Otto, remember, had a pressurized interior. Jim Collins, a Boston architect who is working with Piano on the new museum, puts the situation eloquently. "You've got an engine pumping moist air into the wall," he says. If the vapor barrier were perfect, it would stop the moisture. But in building construction, few things are perfect.

Architect Gwathmey says his wall design was just fine. In a recent interview from his New York office, he suggested other possibilities. "Somebody must have cut holes in the vapor barrier after it was installed," says Gwathmey. "Maybe a subcontractor installing plumbing or telephone connections."

Vapor barriers do, in fact, get punctured. Andy Sebor is a Connecticut engineer who is a recognized national expert in this field. He says failures of this kind are common in art museums of Otto's vintage. He notes that at the Davis Museum at Wellesley, a building by another Pritzker-winning architect, Rafael Moneo, the curators themselves caused problems. They ruptured the vapor barrier by drilling holes to hang artworks.

"You have to keep the vapor barrier away from the owner's drill bit," says Sebor wryly.

Sebor says that both construction methods and curatorial demands were changing in the years leading up to the Otto. "We engineers let architects and museum people go off on their own," he says. "There was a lot of wishful thinking." He notes many oddities, such as the fact that at architect Louis Kahn's gallery at Yale, heating elements were installed in the wall cavity, keeping it dry in winter. Kahn thus solved a problem he may not have known existed. Architects today, says Sebor, are more sophisticated.

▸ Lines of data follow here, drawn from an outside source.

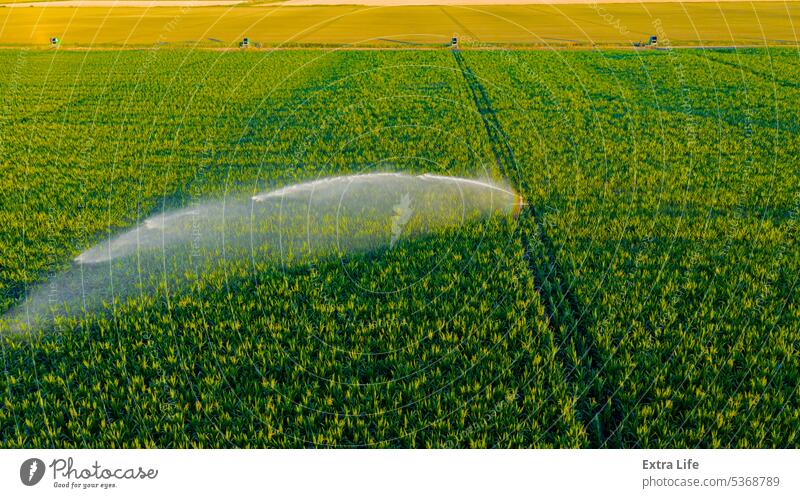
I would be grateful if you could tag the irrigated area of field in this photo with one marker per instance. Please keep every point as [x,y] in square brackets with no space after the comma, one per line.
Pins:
[724,23]
[646,296]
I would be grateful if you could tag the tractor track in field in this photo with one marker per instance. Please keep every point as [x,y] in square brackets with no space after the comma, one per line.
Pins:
[561,306]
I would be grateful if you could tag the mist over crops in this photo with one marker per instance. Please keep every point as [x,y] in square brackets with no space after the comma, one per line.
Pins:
[647,296]
[335,216]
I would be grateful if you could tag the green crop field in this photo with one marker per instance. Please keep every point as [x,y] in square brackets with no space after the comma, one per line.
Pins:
[727,23]
[646,296]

There are a couple of other lessons to be learned from Otto. One is that long-term institutions like Harvard should build durably. They're short-sighted when they indulge in the cost-cutting that's common in the commercial world. At Otto, the exterior limestone and metal panels were connected to the framing structure by what are called "ties," small metal connectors. Otto's ties were made of galvanized steel, a material that eventually rusts when subjected to moisture, as it was at Otto. They should have been stainless steel.

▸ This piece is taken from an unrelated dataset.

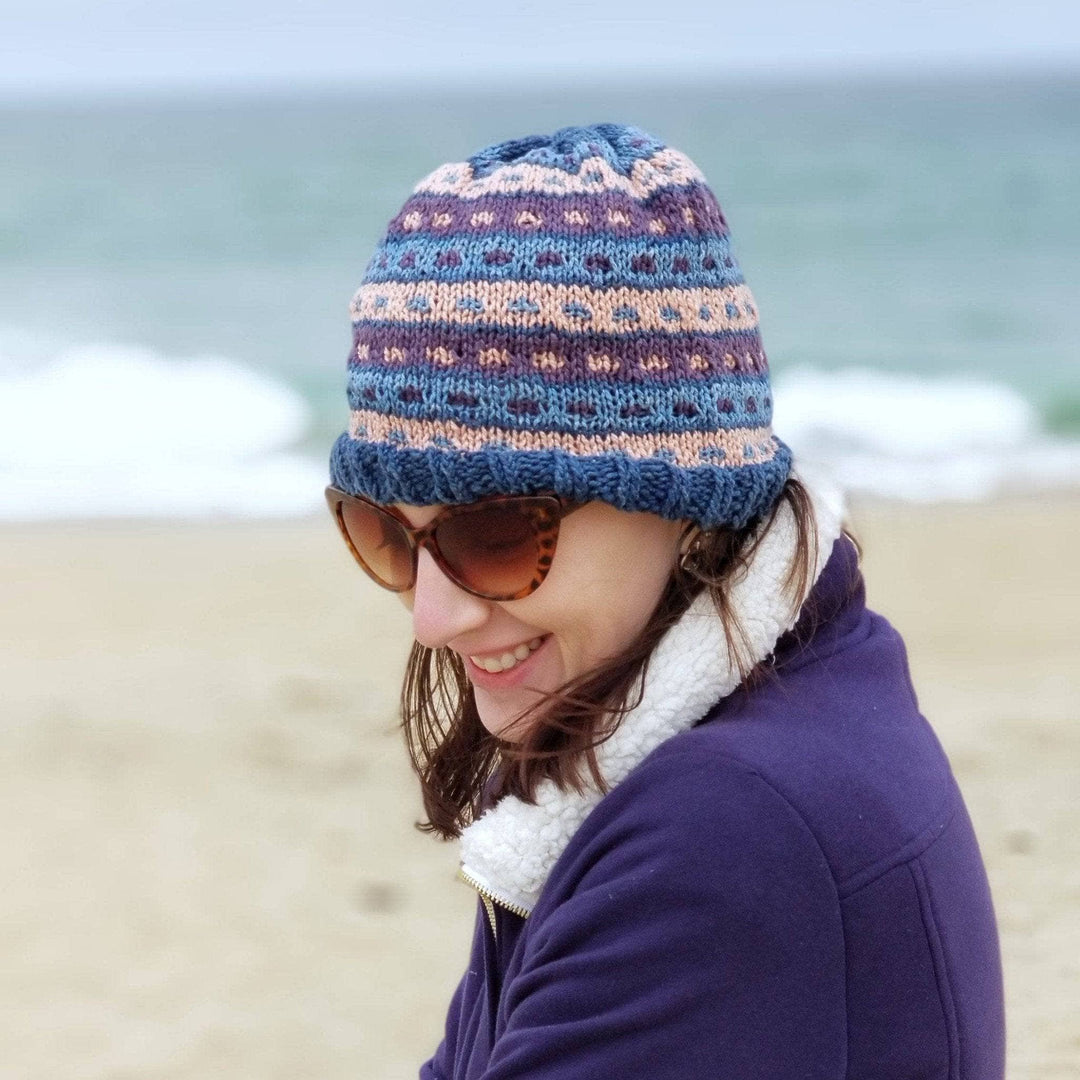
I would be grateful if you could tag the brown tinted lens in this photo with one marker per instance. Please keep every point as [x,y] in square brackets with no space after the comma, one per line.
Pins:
[380,542]
[494,550]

Another lesson, perhaps, is that architects should be more wary of new ways of building. In Boston we've seen two other costly cases of architectural skin disease, the failure of windows at the Hancock Tower and of granite panels at 28 State St., the former Bank of New England - both of which were designed by noted architects. And recently the problems of the Stata Center at MIT, by Pritzker winner Frank Gehry, have been in the news.

Otto's problems were never fixed. Nothing worked quite right. The interior never made it up to the desired 50 percent humidity because of the leakage. Even the windows didn't work. They lacked what are called thermal breaks, meaning they, too, could become sources of condensation.

Harvard sued the architect and the contractor in 1996. As usual in such legal matters, neither side will talk for the record, but word on the street is that the parties split the cost of repairs - repairs that proved, in the end, not to make any difference.